Grounded context: where reliability comes from
Three products. Knowledge Hub is a no-code managed RAG service that unifies structured and unstructured knowledge into one retrieval layer, with observability into what an agent pulled; early access. Meta Hub is the semantic layer, the glossary and lineage that tells an agent what your terms mean, so “revenue” means the same thing to finance and to the agent; also early access. DataDetective, which is GA, scans, classifies, and scrubs sensitive data before it reaches a model.
Meta Hub gives agents definitions; Knowledge Hub gives them content. Definitions without content is empty reasoning; content without definitions is inconsistent reasoning. Agents need both, and Boomi now sells both.
Localized infrastructure: agents where the data lives
The pillar an EMEA room should care about most. The Distributed Agent Runtime, now GA, lets you deploy agents and host LLMs and small language models on premises, in a private cloud, or hybrid, with reasoning behind the firewall. Scope it carefully: that GA runs through the Red Hat collaboration (OpenShift, a Kubernetes-native runtime, Boomi’s model router) and Couchbase (persistent agent memory), so a customer without that stack doesn’t get the story exactly as staged. Agentstudio Multi-Region Instances, also GA, pin runtime execution to clouds in the US, UK, Japan, and Australia while metadata stays in your platform region, North America or Europe. For a UK or EU enterprise that keeps execution and data in-region, turning “AI is blocked by compliance” into something you can deploy.
The proof points, read straight
Boomi was named a Pioneer in the inaugural June 2026 Gartner Emerging Market Quadrant for No-Code Agent Builders. Read it for what it is: an emerging-market quadrant exists because the category isn’t established yet, so leading it signals momentum, not maturity. The credential with weight is the one that answers this article’s title, a twelve-time iPaaS Magic Quadrant Leader, backed by a sixth-year Nucleus lead. The more useful number is adoption: Boomi says customers have pushed more than 90,000 enterprise agents into production. Its customer awards (HNL Lab Medicine, IMAX, and J.D. Power globally; Abudawood Group in EMEA for SAP data) are adoption signals, though light on independently verifiable outcomes.
What this means for your business
Strip it to decisions. Reaching enterprise systems through ad hoc code today? Connect plus the MCP Registry is the governed, auditable alternative you can deploy now. Residency or sovereignty constraints, which for UK and EU buyers is most of you? Multi-Region and the Distributed Agent Runtime move you from “compliance blocks AI” to “AI runs where the rules require.” Integration backlog the bottleneck? Companion changes the math this quarter. Pilots that never reach production? The whole release aims at that gap.

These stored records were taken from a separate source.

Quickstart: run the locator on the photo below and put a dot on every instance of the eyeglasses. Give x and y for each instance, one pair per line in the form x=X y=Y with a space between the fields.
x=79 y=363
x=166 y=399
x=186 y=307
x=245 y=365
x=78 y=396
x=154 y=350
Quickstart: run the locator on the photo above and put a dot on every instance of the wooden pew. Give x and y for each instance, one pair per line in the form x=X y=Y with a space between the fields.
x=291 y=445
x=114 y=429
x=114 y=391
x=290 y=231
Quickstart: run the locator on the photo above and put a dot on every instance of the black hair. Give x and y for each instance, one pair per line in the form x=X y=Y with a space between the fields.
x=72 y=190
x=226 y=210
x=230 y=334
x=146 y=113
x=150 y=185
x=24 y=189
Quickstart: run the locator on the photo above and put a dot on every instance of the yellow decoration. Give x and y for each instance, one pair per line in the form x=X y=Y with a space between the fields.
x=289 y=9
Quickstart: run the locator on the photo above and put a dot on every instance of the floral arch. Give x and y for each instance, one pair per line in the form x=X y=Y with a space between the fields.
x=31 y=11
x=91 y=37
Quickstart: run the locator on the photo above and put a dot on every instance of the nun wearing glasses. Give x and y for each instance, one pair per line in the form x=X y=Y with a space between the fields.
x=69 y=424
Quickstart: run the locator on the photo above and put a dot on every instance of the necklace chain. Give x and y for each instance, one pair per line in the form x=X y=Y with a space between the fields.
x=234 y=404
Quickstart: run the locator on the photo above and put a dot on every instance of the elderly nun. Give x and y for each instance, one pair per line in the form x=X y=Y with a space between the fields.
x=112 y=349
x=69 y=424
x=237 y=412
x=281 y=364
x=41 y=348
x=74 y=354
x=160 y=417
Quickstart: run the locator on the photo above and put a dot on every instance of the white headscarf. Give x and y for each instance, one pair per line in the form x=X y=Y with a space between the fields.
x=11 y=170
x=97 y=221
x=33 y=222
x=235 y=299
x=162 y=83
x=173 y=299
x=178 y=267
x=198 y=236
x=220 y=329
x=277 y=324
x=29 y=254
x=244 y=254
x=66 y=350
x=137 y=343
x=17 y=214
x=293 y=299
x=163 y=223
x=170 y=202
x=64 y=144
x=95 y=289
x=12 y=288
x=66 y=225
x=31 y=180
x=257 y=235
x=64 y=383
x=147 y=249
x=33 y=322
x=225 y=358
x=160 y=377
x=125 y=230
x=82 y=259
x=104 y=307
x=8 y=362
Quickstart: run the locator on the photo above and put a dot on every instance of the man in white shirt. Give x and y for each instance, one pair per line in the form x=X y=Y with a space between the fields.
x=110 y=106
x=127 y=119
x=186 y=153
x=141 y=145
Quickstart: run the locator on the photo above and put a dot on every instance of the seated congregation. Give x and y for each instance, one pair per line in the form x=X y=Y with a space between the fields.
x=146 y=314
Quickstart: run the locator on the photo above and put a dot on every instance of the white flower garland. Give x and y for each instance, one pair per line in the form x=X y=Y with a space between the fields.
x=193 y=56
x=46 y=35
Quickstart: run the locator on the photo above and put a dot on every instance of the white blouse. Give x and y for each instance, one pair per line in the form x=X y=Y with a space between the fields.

The buying signal, simply: Connect, MCP Registry, Agentstudio APIs, DataDetective, Companion, Distributed Agent Runtime, and Multi-Region are GA today; Orchestrate, Knowledge Hub, and Meta Hub need early-access sign-up; Agent SIM is Labs-only. Verified against Boomi’s product pages and release notes as of June 2026.
Our position is straightforward. We’re aligned with where Boomi is taking the platform because it matches where enterprise AI has to go: governed, grounded, and running where the data lives. The value we add sits in the gap between a launch keynote and a production system: which capabilities are GA and safe to commit, which are early access worth piloting, and how to sequence them into a roadmap that ships instead of a POC that stalls.
Boomi didn’t announce a feature this year. It announced a layer. The test from here is the only one that matters: execution. Enterprises don’t need more demos. They need software that survives real data, real permissions, and a real audit, and a partner who will tell them which parts are ready today.